Pharmaxis Ltd is an Australian clinical stage drug development company developing drugs for inflammatory and fibrotic diseases,with a focus on myelofibrosis. The company has a highly productive drug discovery engine built on its expertise in the chemistry of amine oxidase inhibitors,with drug candidates in clinical trials. Pharmaxis has also developed two respiratory products which are approved and supplied in global markets,generating ongoing revenue.

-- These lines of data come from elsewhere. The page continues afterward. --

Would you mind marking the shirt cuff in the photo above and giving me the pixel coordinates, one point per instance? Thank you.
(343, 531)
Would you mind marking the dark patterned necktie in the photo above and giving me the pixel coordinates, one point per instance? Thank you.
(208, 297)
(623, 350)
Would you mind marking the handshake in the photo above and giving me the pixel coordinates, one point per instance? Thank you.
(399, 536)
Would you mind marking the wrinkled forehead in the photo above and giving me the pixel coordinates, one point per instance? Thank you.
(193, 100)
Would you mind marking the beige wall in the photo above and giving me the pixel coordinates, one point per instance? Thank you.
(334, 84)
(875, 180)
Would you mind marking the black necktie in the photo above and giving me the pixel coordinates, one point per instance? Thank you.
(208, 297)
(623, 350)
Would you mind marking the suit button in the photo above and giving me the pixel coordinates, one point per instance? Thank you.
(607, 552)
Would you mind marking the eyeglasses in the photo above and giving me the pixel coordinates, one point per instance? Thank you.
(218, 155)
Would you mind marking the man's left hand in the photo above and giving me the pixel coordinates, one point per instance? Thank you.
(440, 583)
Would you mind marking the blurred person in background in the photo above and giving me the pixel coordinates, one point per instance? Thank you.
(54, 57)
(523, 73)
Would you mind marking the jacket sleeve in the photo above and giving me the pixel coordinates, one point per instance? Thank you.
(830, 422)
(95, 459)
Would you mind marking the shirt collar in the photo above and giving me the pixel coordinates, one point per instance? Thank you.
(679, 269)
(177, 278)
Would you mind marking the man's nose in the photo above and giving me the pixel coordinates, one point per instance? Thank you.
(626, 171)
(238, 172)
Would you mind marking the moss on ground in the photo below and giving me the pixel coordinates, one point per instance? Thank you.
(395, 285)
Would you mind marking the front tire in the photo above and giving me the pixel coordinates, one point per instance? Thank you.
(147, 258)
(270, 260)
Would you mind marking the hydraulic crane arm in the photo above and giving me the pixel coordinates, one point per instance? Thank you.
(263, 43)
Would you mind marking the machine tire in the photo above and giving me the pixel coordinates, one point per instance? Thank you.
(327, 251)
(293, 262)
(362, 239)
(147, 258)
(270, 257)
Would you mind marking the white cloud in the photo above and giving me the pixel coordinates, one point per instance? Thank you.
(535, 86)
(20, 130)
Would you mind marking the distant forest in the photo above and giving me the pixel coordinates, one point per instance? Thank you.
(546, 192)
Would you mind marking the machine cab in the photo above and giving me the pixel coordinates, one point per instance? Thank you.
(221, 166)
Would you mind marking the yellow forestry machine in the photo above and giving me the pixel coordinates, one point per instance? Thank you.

Pharmaxis is developing its drug PXS-5505 for the bone marrow cancer myelofibrosis which causes a build up of scar tissue that leads to loss of production of red and white blood cells and platelets. The US Food and Drug Administration has granted Orphan Drug Designation to PXS-5055 for the treatment of myelofibrosis and permission under an Investigational Drug Application (IND) to progress a phase 1c/2 clinical trial that began recruitment in Q1 2021. PXS–5505 is also being investigated as a potential treatment for other cancers such as liver and pancreatic cancer.

Other drug candidates being developed from Pharmaxis' amine oxidase chemistry platform are targeting fibrotic diseases such as kidney fibrosis,NASH,pulmonary fibrosis and cardiac fibrosis; fibrotic scarring from burns and other trauma; and inflammatory diseases such as Duchenne Muscular Dystrophy.

Pharmaxis has developed two products from its proprietary spray drying technology that are manufactured and exported from its Sydney facility; Bronchitol® for cystic fibrosis,which is approved and marketed in the United States,Europe,Russia and Australia; and Aridol® for the assessment of asthma,Australia and Asia.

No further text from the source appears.